Wildlife Trafficking

Brazil has one of the world's worst wildlife trafficking problems, with millions of wild animals captured annually for the illegal pet trade. Brazil is home to the highest avian diversity in the world, and wild-caught birds — particularly parrots, macaws, and songbirds — are a primary target. The welfare impacts of capture, transport, and captivity are severe, and most captured animals die before reaching buyers.

Rodeos and Vaquejada

Traditional Brazilian rodeo practices, particularly vaquejada (where horses are used to pull cattle to the ground by their tails), have been controversial welfare-wise. The Supreme Court ruled vaquejada unconstitutional in 2016 on animal cruelty grounds, but Congress passed a constitutional amendment to protect the practice as cultural heritage — illustrating the tension between welfare and cultural tradition.

Progress and Bright Spots

Growing Welfare Movement

Brazilian animal welfare organizations have grown significantly. Groups including Sociedade Vegetariana Brasileira, Fórum Nacional de Proteção e Defesa Animal, and university animal welfare centers have expanded.
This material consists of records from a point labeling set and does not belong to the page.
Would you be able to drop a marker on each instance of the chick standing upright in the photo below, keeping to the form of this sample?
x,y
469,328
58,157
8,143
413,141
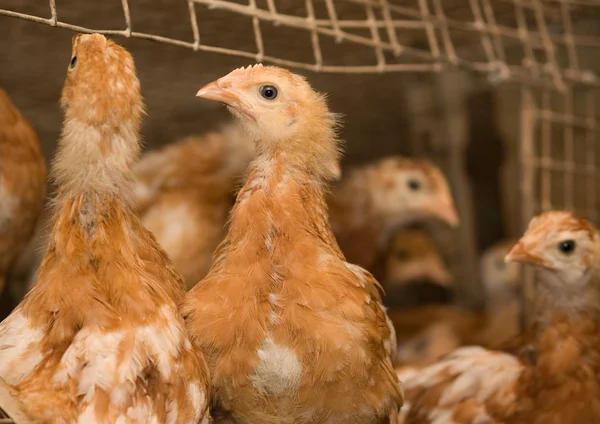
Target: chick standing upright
x,y
22,183
185,191
292,332
99,337
373,201
560,382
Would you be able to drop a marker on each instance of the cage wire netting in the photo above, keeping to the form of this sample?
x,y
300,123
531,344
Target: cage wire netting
x,y
539,59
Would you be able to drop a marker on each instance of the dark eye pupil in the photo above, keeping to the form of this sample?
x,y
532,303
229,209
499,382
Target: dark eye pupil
x,y
268,92
414,185
566,246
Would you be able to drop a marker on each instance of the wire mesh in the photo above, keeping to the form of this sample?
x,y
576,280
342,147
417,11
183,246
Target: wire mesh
x,y
560,157
400,35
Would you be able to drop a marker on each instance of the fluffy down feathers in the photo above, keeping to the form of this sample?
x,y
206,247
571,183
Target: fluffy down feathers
x,y
22,183
561,382
184,193
292,332
99,337
373,201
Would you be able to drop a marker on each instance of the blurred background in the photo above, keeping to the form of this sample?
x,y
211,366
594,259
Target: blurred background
x,y
500,94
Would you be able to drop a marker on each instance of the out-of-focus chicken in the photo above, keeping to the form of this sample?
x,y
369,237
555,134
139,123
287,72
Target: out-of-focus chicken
x,y
292,332
415,272
372,202
426,333
22,183
501,282
184,193
412,255
99,337
425,340
562,383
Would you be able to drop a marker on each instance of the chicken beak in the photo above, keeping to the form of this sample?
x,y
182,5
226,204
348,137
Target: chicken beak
x,y
519,253
214,91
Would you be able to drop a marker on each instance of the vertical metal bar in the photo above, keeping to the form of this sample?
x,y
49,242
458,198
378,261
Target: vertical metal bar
x,y
526,171
545,154
569,151
590,140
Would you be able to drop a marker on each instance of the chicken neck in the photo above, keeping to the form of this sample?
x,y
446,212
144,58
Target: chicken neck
x,y
564,380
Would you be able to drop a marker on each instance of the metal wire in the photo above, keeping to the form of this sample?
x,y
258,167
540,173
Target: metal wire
x,y
435,25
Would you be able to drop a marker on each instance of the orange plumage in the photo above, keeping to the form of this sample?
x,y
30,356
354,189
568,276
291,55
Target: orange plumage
x,y
560,380
373,201
22,183
99,337
185,191
292,332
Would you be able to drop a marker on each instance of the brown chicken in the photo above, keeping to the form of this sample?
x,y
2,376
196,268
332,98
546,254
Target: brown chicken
x,y
413,256
184,193
22,183
425,333
562,382
292,332
501,282
99,337
372,202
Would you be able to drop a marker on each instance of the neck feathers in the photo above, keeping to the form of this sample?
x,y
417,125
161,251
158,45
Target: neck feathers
x,y
96,159
310,148
557,298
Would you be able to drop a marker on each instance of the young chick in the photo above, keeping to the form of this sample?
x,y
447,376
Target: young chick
x,y
501,281
292,332
22,183
562,384
184,192
412,255
372,202
99,338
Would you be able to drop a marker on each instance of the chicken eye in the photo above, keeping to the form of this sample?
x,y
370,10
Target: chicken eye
x,y
268,92
566,246
414,185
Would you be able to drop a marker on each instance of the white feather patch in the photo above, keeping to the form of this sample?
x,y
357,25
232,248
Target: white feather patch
x,y
19,348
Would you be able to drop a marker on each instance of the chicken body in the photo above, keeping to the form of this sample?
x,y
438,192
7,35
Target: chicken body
x,y
373,201
292,332
412,255
561,383
22,183
99,337
428,332
185,191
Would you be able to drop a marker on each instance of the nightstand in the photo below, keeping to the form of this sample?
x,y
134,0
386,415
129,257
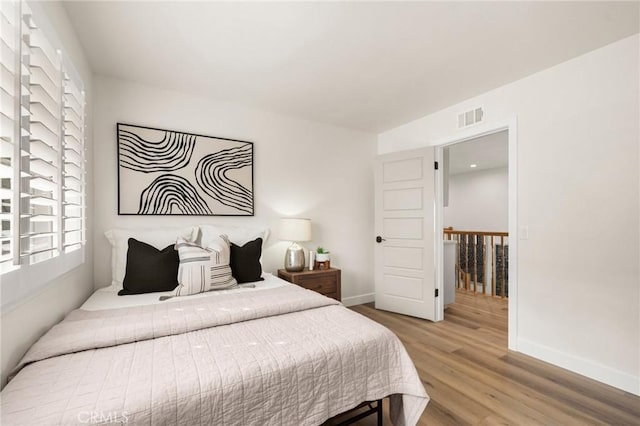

The Brazilian vegan market is among the fastest-growing in the world, and welfare concerns are increasingly influencing purchasing decisions among urban consumers.

Federal Slaughter Standards

Brazil's normative instruction on animal welfare at slaughter (IN 3/2000, updated since) requires stunning before slaughter in federally inspected plants. For a country of Brazil's scale, this represents meaningful welfare improvement — though enforcement in smaller uninspected plants remains a challenge.

Global Significance

Brazil's welfare standards matter beyond its borders. As the world's largest beef and poultry exporter, Brazil's conditions affect animals globally and influence welfare standards in importing countries. EU deforestation regulation (EUDR) affecting Brazilian beef exports has created economic incentives for supply chain improvement — and similar import standards linking market access to welfare standards could be a significant lever for improvement.